Want to launch a mutual fund? Learn from two pros

by Marilyn Dale
 
James Dailey


It’s always eye-opening to hear our peers share. It helps to put our thoughts in perspective. James Dailey, CFA, Principal and CIO, TEAM Financial Managers, Inc. and Lead Portfolio Manager, TEAM Asset Strategy, and Bill Pekin, CFA, SVP Pekin, Singer Strauss Asset Management and co-portfolio manager of Appleseed Fund, answered the following questions and provided insights about launching a mutual fund at Huntington Asset Strategies Annual Client Conference in September. Their funds, Team Asset Strategy (TEAMX) and Appleseed (APPLX), were launched on 12/21/09 and 12/08/06 respectively.

What didn’t work?
• Trade journal ads were disappointing; they are difficult if not impossible to track and can be very costly.
• Conferences – you can’t just roll into town and expect everyone to flock to yoru booth. You have to be much more aggressive, planning and executing pre and post conference campaigns.
Most challenging, then and now?
• Managing a 40 act product is challenging and filled with rules. You have to keep a vigilant eye on compliance of all kinds.
• Employees. Do you want to train your own? Have you got the patience? Should you go to a third party for everything and anything from operations, accounting, wholesaling, marketing, even portfolio management? You have to talk to a lot of people to find those that fit your culture and are right for your strategy.
• Know if you want to manage money or a business, and get the right help.
• As an entrepreneur, know your vision of success. Do you want to invest in technology, deal with larger institutions? Figure out how you can deal with your own anxiety
• Being alert to the uncertainty of the regulatory environment
• Choosing and getting onto the “right” platforms is complex; your resources and energy are limited.

Great ideas?
• Be seen: go to conferences, call advisors in those cities and take advantage of meeting with them, visit large regional cities for a concentration of advisors
• Publish and disseminate white papers; be a thought leader.
• Launch with “enough” seed money, its simply hard to make a $20 million fund economical
• If you replicate and extend what you do as an RIA, confidence, recognition and existing client base should help you grow quickly
• Look for a market niche with little competition – figure out a way to differentiate yourself. Bring in people with a book of business to help grow your core
• Get a strategy and good business plan - have confidence you can do this
• Focus on what you can control. Some things you can’t, such as the costs of doing business on platforms

And, why did you start a fund?
James Dailey: It was a long time ambition of mine to run a mutual fund or hedge product. I view it as a big business opportunity. Our RIA is relatively small, yet we have a differentiable product. We certainly took a significant business risk, but our strategy fits well in the alternative space, which is getting a lot of attention in the current environment.

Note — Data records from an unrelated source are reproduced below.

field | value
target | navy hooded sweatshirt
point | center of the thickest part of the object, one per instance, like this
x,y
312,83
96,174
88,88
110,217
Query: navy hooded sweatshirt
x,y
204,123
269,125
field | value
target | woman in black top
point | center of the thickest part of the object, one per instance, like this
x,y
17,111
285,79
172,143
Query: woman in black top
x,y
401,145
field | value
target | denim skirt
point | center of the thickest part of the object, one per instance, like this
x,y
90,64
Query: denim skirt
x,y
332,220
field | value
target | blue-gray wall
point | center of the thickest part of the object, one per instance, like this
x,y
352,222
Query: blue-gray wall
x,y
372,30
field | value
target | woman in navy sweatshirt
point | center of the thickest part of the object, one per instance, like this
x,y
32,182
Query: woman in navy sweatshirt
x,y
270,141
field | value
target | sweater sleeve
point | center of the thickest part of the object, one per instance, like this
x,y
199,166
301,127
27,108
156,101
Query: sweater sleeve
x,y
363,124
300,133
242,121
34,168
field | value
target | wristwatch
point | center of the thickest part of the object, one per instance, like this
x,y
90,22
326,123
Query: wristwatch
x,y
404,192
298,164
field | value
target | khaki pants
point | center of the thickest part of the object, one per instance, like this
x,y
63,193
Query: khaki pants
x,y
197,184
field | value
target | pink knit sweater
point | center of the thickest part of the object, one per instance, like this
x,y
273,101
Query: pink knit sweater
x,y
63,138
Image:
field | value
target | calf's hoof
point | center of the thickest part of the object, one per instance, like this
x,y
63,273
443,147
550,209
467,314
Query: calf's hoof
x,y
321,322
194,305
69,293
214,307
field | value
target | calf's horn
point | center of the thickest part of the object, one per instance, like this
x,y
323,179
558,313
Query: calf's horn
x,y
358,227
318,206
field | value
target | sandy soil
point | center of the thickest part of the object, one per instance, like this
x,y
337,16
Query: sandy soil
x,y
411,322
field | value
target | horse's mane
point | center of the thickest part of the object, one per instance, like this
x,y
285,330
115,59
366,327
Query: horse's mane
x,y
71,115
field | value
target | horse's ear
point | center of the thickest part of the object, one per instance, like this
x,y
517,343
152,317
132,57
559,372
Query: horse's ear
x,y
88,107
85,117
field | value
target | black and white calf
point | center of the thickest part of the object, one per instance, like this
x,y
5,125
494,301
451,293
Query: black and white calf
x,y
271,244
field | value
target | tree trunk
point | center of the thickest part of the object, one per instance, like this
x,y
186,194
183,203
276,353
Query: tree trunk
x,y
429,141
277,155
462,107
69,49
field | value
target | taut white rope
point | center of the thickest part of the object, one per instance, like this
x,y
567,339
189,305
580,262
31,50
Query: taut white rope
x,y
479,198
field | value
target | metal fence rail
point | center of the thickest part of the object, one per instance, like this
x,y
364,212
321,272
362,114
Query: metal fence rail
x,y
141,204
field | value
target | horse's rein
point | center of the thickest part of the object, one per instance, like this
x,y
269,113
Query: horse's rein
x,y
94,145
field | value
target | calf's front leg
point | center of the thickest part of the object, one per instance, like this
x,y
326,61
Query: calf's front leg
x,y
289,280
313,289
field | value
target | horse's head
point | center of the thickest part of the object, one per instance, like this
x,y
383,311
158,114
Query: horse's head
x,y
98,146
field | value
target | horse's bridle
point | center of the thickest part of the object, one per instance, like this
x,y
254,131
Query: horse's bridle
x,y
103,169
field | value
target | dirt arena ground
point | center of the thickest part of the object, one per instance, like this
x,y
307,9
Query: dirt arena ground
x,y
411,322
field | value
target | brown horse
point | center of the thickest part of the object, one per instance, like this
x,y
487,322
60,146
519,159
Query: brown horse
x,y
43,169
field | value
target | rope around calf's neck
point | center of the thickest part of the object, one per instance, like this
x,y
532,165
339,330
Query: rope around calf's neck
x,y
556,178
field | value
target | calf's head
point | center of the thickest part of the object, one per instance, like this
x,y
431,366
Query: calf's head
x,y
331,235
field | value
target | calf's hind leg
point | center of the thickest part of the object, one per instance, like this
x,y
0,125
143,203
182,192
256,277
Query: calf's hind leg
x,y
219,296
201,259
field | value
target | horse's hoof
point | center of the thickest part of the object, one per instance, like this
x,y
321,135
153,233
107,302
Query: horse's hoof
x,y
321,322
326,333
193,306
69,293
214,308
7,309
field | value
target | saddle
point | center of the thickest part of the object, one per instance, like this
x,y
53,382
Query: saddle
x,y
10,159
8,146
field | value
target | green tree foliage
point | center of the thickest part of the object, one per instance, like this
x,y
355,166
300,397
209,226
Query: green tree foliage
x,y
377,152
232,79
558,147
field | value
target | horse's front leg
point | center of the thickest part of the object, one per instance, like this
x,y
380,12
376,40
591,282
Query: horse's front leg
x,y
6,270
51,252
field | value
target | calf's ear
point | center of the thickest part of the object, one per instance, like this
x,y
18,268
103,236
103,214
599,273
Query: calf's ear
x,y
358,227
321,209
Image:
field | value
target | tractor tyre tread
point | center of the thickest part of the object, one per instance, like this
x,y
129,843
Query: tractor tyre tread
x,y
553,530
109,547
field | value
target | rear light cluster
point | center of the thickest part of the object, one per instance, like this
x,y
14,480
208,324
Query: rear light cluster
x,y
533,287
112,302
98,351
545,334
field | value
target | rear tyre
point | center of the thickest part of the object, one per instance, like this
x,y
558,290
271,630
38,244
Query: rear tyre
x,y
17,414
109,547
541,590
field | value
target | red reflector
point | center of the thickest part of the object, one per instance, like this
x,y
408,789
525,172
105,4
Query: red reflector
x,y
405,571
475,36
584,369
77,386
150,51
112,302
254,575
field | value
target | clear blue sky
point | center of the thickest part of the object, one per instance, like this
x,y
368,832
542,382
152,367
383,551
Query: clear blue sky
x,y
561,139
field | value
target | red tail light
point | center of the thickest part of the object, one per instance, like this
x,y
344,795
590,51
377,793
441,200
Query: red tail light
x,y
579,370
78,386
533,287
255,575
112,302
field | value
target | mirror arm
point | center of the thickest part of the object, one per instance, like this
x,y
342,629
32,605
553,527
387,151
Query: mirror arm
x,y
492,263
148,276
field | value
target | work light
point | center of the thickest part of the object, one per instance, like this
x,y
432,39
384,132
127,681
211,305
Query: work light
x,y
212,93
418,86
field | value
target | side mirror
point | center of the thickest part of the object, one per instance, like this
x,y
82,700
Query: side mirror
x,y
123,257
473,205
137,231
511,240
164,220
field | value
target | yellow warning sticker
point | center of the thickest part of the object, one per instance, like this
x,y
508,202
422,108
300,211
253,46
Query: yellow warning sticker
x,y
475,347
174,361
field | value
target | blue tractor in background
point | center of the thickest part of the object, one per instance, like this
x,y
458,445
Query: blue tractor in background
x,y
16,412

Bill Pekin: I’ve observed with my kids, when they are small, they have an innocence about the world. Sometimes ignorance and innocence can be a blessing. It’s hard to grow a local ria and hard to get your story out despite being successful. But, we thought if we took a slow growing, stable annuity business like the RIA and married it to a fast growing mutual fund initiative, it would enhance our business model.

And, why problems did you solve, and for whom?
• Added transparency; a mutual fund has far more transparency than an SMA.
• We can now accept smaller accounts that we used to turn down.
• Instant credibility for the SMA/RIA business – you’re covered by Morningstar, eventually rated, perhaps engage in more media coverage. You’re out there and getting known.